Wednesday, October 26, 6 pm
Lee Roscoe, Wampanoag Art For the Ages
with Artist Robert Peters
Lee Roscoe, author of Wampanoag Art for the Ages, Traditional and Transitional, is a longtime journalist, currently correspondent for Artscope and Provincetown magazines. She has written about the Wampanoag for many publications, including The Journal of the Genealogical Society of Cape Cod and Provincetown Arts magazine, and has long been involved in indigenous justice issues. A former environmental educator, she's an awarded environmental activist (saving hundreds of acres of Cape land, some sacred to the Wampanoag). She is also an award-winning playwright whose work is often supported by the Massachusetts Cultural Council. Her most recent creation, in collaboration with Janet Murphy Robertson, is the film, Four Plays for a Planet in Peril. The Warning, one of the Four is premiering in New York! at the 10th Anniversary Chelsea Film Festival (Oct. 13-31) to view online and vote for the warning: https://filmfestplus.com/get-pass/?festival=CH22PTY6X4UW. She is the author of Dreaming Monomoy’s Past, Walking its Present about the interacting nature and culture of a typical coastal area; a subjective and objective account, and of Wrap Yourself a Designer Dress (based on her pioneering modular, multi-wrap designs the Instant Dress.)
For more see: www.artistsandmusicians.org/writers_corner/leeroscoe.htm
Robert Peters is a Mashpee Wampanoag Artist, Poet, and Author. He published his first book “Da Goodie Monsta” in the fall of 2009. He released Thirteen Moons Calendar A Meditation on Indigenous Life in 2015 and again in 2020. “Thirteen Moons” is accompanied by poetry, essays and thoughts - written over a span of twenty years. It was created to promote understanding and healing among indigenous people everywhere. Robert was commissioned to work on three murals in 2021 and he is currently working on two screenplays and a stage play. Robert’s family moved to the Wampanoag home land of Mashpee when he was ten. Here his father Russell entered a life-long battle to regain land and sovereignty for the Mashpee Wampanoag People. As a child, Robert witnessed the 1976 Wampanoag Indian land claim, trial and the tribe’s quest for Federal Recognition. Robert retired from the Massachusetts Bay Transportation Authority after 24 years of service. During this period, he observed the culture of Boston’s subway system working as a motorman, union steward and at times a civil rights activist on the MBTA’s Orange Line. He drew pictures, took notes and made commentary.
Today Robert continues writing, painting, and working with youth. He is a fire keeper and a keeper of oral tradition. —https://ccmht.org/robert-peters
About the host
Karen Dukess is the author of The Last Book Party, "a spare, bittersweet page-turner (NYTimes)," which was an IndieNext and Barnes & Noble Discover Great New Writers pick.

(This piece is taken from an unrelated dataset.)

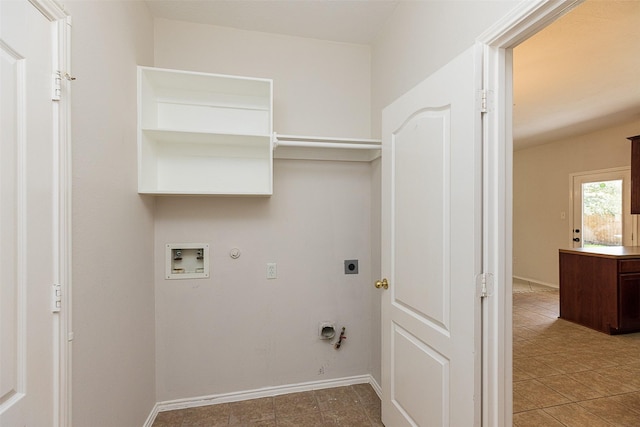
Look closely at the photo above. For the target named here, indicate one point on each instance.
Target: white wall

She has been a tour guide in the former Soviet Union, a newspaper reporter in Florida, a magazine publisher in Russia and a speechwriter on gender equality for the United Nations Development Programme. She has blogged on raising boys for The Huffington Post and written book reviews for USA Today. She has a degree in Russian Studies from Brown University and a Master's in Journalism from Columbia University. She lives with her family near New York City and spends as much time as possible in Truro.